Q: I think you’re being dramatic again.
A: Of course, being an overaffectionate mother doesn’t always end with fire and blood and blindness. But it does end badly. If coddling sons doesn’t make them violent madmen, it most certainly weakens them. In fact, a boyish insult, used by the full-grown man Pye Henry Chavasse in his 1872 book on “the mental culture and training of a child,” stems from that very word: the “mollycoddle,” or as Chavasse put it:
Mollet-coddle. –A child should be encouraged to be manly and not be made a mollet-coddle. Some boys are brought up more like girls than boys—being tied to their mother’s apron-strings: such boys are deeply to be pitied, and are quite unfitted for the rough world they will have to struggle in.
Chavasse has another good name for weak feminine boys, since classics like sissy, wuss, pantywaist, and wimp weren’t in vogue yet. He has quite a few, as only a boy named Pye would have to stockpile. This one is Shakespearean!
Milk Sop. –A child who is brought up a milksop is not well fitted for this rough world of ours…he should be brought up rather hardily, than otherwise; he should be made to rough it; to live on plain, simple fare; and to be more than half his time in the open air.
That’s right. A hardy boy should feel the cold on his shoes, the growl for porridge in his lean belly, and the wind whipping right up his tiny pretty dress.
Q: I wish you’d pick an insanely bigoted perspective and stick with it. Dresses? I put my boy in dresses? And it won’t damage his little man-psyche?

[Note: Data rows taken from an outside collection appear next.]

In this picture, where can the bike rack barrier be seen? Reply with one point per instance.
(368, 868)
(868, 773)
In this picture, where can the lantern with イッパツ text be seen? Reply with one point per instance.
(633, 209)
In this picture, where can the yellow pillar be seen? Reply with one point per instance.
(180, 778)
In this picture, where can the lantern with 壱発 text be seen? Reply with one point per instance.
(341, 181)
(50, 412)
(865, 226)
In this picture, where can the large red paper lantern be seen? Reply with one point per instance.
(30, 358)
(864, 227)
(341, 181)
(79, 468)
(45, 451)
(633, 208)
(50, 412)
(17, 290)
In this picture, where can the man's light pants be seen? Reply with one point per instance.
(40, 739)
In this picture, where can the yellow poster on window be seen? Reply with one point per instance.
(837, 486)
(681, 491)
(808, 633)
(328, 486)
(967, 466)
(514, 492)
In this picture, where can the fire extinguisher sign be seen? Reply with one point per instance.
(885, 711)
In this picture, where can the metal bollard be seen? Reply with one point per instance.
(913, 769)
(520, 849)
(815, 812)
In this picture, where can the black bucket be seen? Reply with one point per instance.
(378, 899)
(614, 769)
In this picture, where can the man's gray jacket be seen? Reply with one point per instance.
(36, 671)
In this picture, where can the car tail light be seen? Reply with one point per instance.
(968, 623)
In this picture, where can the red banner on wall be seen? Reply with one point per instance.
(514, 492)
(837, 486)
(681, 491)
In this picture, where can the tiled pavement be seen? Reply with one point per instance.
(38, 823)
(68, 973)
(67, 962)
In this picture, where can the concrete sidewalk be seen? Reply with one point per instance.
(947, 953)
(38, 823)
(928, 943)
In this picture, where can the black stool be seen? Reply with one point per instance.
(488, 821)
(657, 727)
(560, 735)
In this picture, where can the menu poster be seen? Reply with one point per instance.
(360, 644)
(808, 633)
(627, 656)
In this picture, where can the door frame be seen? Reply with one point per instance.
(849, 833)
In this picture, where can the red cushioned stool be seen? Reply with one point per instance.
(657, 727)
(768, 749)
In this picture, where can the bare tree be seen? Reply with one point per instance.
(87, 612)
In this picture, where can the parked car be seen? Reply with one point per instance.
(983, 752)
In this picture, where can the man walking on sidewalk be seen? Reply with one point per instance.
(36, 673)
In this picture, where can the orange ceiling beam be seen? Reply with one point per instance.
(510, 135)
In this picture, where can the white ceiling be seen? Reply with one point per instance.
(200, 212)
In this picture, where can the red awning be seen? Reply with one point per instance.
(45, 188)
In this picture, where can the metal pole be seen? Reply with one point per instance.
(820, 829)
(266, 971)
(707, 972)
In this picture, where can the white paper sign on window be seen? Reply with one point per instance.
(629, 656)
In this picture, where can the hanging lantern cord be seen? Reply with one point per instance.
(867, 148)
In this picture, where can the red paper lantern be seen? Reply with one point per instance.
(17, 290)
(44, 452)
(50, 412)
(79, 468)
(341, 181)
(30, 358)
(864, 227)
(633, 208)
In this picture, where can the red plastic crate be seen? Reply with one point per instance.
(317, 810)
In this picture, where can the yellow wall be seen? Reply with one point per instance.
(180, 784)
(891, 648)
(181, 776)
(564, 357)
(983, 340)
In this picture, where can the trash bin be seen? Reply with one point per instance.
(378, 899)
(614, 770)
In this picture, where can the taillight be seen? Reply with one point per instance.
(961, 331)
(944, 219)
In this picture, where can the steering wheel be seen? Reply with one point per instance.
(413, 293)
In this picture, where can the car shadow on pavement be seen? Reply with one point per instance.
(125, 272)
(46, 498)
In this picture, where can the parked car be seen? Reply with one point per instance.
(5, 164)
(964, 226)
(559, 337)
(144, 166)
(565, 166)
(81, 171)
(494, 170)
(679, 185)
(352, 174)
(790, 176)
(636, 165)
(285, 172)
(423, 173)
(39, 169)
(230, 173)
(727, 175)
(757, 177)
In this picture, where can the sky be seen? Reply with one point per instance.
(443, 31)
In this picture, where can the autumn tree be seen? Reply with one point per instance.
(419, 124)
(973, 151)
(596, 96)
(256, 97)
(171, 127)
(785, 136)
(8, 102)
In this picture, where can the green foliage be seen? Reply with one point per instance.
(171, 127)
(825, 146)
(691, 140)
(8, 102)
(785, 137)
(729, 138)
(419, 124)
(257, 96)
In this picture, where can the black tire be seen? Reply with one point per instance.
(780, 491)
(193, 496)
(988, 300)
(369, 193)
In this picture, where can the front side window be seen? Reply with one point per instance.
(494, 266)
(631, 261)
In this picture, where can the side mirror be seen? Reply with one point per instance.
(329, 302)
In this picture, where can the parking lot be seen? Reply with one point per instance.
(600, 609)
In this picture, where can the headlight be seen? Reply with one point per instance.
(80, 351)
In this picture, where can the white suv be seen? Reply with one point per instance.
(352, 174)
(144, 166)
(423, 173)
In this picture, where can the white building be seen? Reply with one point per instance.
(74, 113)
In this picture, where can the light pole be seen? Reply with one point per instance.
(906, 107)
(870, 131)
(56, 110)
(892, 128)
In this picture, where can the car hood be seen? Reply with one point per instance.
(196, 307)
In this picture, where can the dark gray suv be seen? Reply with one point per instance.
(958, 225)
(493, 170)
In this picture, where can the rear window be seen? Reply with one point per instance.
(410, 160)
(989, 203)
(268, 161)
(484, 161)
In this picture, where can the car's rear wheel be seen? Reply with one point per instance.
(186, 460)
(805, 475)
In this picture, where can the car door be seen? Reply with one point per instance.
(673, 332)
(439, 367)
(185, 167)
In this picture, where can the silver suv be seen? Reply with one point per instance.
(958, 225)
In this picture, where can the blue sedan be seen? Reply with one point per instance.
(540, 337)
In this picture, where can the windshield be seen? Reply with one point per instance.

A: You mean like it damaged these poor children? Oh wait, I’m sorry. I meant to display pictures of transvestite serial killers here but I somehow mixed them up with the ones of boys who grew up to alter the course of history through their strength and intelligence.
The little-boys-wearing-dresses thing… It wasn’t really a dress. It was “this small human poops himself daily, changes clothing size monthly, and the soft cotton stretchneck snap-crotch onesie with his mom’s favorite 1980s punk band emblazoned on the front doesn’t exist yet” garment. (Thankfully, neither did the ones that say “Bad Mother-Sucker” or “Made in Vachina.”)
Smocks are easy to sew, easy to flip up for a diaper change, and allow room to grow. A toddler’s bathroom and table habits, as well as their tendency to fall a lot, account for the predominance of white in baby and toddler smocks. They were filthy little creatures, bless them. Bleaching made white easiest to clean. But for fancier occasions, a boy needed a more impressive frock.
In an 1895 edition of the parenting periodical Babyhood; The Mother’s Nursery Guide, mothers wrote letters to the editor in answer to the question of what a baby boy should wear. A mother from Hackensack, New Jersey, described the masculine touches that made her toddler’s ensemble fit for a boy:
This little boy is sturdy and well grown for two years of age, and wears little dresses made of pique [heavy weave cotton] and other washable materials of heavy weight. The dresses are all in one piece, buttoned in the back. The waist part is perfectly plain, with a neat turndown collar, and the sleeves are full and gathered into a plain turned-over cuff. The skirt part is pleated and sewed to the waist, and where the two parts join, the little boy wears a belt, either of russet leather or of the dress material stiffened.…There is no trimming of any kind; the dresses are easily washed, and their small wearer, in spite of baby chubbiness, looks what he is—a boy.
Other mothers made minor variations, replacing white pique with flannel in colder weather or using the term “kilt” instead of skirt, and, yes, there were a few who couldn’t help embroidering flowers and using pearly buttons on their boy’s pretty dresses. But most mothers agreed that a simple design was best, made of sturdy cloth that was easy to remove and wash, with tidy lines and belts to cinch the most adjustable garment in history.